The implementation is not very modular and seriously overuses
macros. Perhaps someday all C compilers will do as good a job
inlining modular code as can now be done by brute-force expansion,
but now, enough of them seem not to.
Some compilers issue a lot of warnings about code that is
dead/unreachable only on some platforms, and also about intentional
uses of negation on unsigned types. All known cases of each can be
ignored.
For a longer but out of date high-level description, see
http://gee.cs.oswego.edu/dl/html/malloc.html
这是一个性价比较高的内存分配算法。
它尽量从最近刚释放的内存中分配,增加cache命中率
大多数函数的执行时间是常量时间。
* MSPACES
If MSPACES is defined, then in addition to malloc, free, etc.,
this file also defines mspace_malloc, mspace_free, etc. These
are versions of malloc routines that take an "mspace" argument
obtained using create_mspace, to control all internal bookkeeping.

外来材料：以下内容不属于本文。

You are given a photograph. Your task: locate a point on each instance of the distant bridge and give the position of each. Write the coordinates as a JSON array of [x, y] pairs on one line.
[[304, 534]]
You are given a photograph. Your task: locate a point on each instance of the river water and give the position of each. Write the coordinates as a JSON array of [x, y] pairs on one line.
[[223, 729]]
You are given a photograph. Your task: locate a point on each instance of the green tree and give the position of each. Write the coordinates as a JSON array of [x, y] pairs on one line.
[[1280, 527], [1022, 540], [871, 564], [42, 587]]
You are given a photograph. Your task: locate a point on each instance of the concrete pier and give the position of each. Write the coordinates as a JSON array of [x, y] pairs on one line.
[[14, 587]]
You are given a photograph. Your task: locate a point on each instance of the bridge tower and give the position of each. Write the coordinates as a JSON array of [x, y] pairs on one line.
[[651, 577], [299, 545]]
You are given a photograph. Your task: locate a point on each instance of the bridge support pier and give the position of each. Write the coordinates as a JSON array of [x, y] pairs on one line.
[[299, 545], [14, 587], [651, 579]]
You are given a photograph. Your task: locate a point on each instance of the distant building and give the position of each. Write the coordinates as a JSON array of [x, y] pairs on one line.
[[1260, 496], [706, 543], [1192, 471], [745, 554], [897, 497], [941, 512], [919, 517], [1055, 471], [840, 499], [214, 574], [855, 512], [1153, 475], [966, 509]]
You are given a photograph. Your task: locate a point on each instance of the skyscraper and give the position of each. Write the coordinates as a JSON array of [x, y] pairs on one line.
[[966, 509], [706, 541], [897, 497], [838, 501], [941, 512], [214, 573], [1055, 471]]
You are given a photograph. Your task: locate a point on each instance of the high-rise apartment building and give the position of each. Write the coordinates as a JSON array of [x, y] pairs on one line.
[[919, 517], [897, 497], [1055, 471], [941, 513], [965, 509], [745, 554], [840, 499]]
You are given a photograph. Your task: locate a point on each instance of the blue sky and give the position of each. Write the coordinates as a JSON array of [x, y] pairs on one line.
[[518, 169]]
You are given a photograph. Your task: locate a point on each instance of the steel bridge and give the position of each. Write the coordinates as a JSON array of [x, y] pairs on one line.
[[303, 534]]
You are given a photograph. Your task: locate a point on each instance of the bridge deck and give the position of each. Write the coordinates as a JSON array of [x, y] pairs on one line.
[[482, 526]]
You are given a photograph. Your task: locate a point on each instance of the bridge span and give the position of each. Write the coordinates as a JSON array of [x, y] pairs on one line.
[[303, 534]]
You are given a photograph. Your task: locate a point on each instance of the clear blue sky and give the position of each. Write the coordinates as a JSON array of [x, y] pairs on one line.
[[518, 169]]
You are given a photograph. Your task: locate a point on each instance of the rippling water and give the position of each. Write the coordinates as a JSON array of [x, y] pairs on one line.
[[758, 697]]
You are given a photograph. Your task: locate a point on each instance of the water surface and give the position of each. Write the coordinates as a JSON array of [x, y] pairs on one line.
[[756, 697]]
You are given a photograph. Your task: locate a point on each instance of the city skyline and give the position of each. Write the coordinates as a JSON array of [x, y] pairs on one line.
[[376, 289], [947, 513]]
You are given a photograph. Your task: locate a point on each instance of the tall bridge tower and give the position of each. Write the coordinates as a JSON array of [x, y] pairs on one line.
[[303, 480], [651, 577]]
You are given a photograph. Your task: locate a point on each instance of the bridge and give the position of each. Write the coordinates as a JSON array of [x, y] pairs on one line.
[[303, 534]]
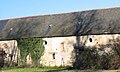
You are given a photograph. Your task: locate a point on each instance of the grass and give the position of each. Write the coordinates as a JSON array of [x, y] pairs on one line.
[[51, 70]]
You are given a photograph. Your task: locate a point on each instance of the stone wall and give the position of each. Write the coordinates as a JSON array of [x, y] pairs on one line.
[[60, 51]]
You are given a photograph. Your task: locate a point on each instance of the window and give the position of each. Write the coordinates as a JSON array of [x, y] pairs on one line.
[[90, 39], [53, 55]]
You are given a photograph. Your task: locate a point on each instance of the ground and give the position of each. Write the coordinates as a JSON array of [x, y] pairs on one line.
[[52, 70]]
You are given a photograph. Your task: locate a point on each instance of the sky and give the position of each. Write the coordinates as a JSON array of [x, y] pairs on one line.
[[22, 8]]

If ONLY_MSPACES is defined, only these versions are compiled.
So if you would like to use this allocator for only some allocations,
and your system malloc for others, you can compile with
ONLY_MSPACES and then do something like...
static mspace mymspace = create_mspace(0,0); // for example
#define mymalloc(bytes) mspace_malloc(mymspace, bytes)
(Note: If you only need one instance of an mspace, you can instead
use "USE_DL_PREFIX" to relabel the global malloc.)
You can similarly create thread-local allocators by storing
mspaces as thread-locals. For example:
static __thread mspace tlms = 0;
void* tlmalloc(size_t bytes) {
if (tlms == 0) tlms = create_mspace(0, 0);
return mspace_malloc(tlms, bytes);
}
void tlfree(void* mem) { mspace_free(tlms, mem); }
Unless FOOTERS is defined, each mspace is completely independent.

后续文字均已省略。